Crowds of people did not swarm through the Janesville Community Center for Sunday’s mobile COVID-19 vaccine clinic, but that was by design.

Officials at SSM Health, the host of Sunday’s clinic, wanted the event to feel intimate and community-based as a way of welcoming neighbors and showing them the clinic was a service designed for them.

“Part of our mission is caring for the entire community,” said Eric Thornton, president of SSM Health St. Mary’s Hospital-Janesville.

Caring for the whole community means reaching out to people where they are, even if they are not SSM Health patients, Thornton said.

About 75 people were vaccinated Sunday at the mobile clinic. That number is not massive, but it wasn’t expected to be, officials said.

The Sunday clinic was not broadcast widely to the public because SSM Health officials wanted to make sure it was reaching people who needed it most, said Megan Timm, community health manager.

Timm partnered with organizations such as the Janesville Community Center, YWCA Rock County, House of Mercy and St. Patrick’s Church to ask people to make appointments in advance, she said.

Announcing the clinic to the broader population likely would have attracted people who have resources, such as Internet and transportation, and likely would have an easier time getting an appointment by now, Timm said.

The easygoing style of Sunday’s clinic helped residents feel welcome, calm and less intimidated than at a larger public clinic, Timm said.

She said the idea to host a mobile clinic at the Janesville Community Center, which is next to the former St. Patrick School, came from the Rock County Vaccine Advisory Committee.

Committee members noted that some populations would feel more comfortable getting vaccinated in a location they know and by people they trust. Timm took that idea back to Thornton, and the clinic grew from there.

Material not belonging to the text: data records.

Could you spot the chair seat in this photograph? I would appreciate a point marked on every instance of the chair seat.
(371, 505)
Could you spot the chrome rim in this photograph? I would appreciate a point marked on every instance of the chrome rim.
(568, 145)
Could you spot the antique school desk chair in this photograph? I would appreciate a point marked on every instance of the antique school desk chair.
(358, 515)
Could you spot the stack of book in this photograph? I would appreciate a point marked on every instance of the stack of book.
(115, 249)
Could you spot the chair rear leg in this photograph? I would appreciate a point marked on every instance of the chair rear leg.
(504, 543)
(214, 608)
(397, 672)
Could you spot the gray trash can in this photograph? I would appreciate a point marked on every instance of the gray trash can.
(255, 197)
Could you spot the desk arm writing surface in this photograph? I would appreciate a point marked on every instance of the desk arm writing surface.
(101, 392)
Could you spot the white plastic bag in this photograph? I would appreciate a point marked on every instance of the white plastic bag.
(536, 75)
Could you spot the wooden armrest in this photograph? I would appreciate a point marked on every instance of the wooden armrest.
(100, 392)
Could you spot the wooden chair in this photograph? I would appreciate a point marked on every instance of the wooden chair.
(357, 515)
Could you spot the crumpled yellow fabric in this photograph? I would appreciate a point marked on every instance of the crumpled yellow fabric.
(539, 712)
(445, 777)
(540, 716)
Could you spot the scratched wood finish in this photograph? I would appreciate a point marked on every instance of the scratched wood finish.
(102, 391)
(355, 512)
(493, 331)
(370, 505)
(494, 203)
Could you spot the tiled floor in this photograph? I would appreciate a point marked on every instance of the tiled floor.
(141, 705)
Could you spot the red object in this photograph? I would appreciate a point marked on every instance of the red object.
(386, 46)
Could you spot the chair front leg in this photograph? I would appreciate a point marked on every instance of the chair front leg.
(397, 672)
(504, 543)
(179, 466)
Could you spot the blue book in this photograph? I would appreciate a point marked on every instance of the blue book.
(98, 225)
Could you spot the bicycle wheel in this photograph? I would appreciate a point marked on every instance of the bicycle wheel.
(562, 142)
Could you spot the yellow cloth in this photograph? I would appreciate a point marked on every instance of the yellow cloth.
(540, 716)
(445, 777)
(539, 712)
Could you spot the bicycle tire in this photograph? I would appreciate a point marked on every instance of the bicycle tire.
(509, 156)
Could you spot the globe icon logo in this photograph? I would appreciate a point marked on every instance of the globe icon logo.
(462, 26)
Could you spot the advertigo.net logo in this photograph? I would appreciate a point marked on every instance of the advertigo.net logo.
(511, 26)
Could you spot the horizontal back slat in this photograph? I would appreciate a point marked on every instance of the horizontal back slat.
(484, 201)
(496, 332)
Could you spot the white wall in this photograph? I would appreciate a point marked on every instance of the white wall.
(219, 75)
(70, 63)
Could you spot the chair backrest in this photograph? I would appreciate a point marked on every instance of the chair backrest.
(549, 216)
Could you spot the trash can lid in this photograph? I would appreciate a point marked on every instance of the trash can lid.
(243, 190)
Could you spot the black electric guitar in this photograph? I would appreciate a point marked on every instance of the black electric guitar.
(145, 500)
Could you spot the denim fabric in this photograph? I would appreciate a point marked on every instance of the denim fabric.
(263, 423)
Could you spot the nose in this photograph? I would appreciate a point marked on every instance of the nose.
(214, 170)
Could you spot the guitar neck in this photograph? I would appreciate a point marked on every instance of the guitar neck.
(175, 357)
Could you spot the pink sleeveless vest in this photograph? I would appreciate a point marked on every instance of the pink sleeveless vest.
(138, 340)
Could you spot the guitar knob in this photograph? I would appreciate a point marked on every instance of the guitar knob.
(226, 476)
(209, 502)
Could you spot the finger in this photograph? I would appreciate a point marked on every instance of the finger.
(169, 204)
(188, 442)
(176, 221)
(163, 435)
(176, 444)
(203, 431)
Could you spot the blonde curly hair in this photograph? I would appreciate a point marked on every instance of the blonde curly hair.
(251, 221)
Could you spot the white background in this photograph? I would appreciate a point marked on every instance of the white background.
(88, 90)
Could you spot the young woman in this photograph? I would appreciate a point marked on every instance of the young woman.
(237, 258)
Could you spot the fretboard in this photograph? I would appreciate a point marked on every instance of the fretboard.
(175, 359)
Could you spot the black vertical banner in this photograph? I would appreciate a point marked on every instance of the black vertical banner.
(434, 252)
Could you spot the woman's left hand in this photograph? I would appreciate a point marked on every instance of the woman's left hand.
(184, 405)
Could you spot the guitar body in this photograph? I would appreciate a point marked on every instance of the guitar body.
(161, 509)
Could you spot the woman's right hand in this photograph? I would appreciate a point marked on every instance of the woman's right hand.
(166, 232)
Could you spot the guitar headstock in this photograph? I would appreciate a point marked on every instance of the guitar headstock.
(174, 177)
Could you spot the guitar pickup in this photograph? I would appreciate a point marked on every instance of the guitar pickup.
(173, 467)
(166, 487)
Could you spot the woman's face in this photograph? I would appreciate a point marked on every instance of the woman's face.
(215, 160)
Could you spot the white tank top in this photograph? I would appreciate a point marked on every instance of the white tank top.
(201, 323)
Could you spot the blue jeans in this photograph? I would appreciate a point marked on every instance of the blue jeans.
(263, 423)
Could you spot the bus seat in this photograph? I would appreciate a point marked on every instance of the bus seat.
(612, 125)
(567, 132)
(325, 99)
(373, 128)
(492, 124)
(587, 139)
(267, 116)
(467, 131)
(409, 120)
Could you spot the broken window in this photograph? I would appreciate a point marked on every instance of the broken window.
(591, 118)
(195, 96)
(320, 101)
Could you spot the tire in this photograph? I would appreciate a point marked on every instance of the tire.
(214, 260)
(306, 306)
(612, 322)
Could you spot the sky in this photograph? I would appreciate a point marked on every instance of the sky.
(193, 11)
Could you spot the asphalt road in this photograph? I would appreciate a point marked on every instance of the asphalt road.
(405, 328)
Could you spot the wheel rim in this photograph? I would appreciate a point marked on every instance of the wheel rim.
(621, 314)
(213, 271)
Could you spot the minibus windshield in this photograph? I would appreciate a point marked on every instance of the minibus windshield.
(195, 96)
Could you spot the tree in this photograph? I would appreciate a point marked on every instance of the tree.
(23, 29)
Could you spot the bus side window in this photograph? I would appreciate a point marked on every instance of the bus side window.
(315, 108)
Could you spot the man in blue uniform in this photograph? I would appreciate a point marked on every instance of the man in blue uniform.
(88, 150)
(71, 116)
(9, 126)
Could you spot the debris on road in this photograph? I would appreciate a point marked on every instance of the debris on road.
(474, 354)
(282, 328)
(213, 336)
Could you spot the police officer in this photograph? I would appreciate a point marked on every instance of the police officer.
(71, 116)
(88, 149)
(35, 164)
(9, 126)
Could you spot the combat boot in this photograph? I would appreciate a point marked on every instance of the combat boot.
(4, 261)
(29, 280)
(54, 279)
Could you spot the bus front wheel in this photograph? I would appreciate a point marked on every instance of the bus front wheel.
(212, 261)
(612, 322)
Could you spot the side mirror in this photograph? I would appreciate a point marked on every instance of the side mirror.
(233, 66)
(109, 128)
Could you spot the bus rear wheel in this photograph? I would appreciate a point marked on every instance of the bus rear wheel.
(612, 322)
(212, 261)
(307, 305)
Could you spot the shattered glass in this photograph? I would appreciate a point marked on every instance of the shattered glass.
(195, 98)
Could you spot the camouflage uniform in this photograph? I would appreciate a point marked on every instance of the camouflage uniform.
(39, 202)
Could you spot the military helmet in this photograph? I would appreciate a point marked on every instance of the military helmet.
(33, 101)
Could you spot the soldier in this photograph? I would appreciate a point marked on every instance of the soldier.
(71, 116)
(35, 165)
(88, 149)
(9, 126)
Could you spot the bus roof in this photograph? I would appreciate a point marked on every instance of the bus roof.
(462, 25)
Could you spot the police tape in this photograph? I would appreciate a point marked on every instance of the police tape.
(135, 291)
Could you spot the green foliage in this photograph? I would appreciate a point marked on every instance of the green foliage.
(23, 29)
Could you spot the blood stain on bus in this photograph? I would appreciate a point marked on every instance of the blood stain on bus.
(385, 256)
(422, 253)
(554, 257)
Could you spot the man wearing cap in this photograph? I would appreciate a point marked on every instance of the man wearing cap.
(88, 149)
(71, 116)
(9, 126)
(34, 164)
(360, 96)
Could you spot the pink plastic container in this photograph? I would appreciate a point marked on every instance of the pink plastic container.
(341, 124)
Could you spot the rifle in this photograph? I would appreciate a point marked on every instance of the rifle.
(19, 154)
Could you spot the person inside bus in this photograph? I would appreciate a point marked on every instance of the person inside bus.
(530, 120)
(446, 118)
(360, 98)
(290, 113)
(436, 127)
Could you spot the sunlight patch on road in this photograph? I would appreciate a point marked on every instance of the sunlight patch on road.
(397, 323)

Timm and others met with Hispanic and Latinx community groups to learn what the clinic could do to help people get vaccinated.

A Spanish translator from SSM Health was on site helping people from start to finish. Timm estimated about half of those vaccinated at Sunday’s clinic were Hispanic or Latinx.

As Rock County strives to reach herd immunity from COVID-19—meaning about 70% to 80% of the community is vaccinated—Timm said there will be increasingly more focus on addressing barriers to vaccine access and hesitancy.

As of Sunday, 17.6% of the county’s Hispanic population and 14.6% of the county’s Black population had been vaccinated with at least one dose, compared to 36.2% of the white population, according to state health department data.

Access, education and representation are keys to getting everyone vaccinated, Timm said.

She and other community leaders hope to continue broadcasting testimonials from vaccinated people who represent various populations to help increase community trust in the vaccine, she said.

“When we think of herd immunity, this is a step in the right direction,” Timm said.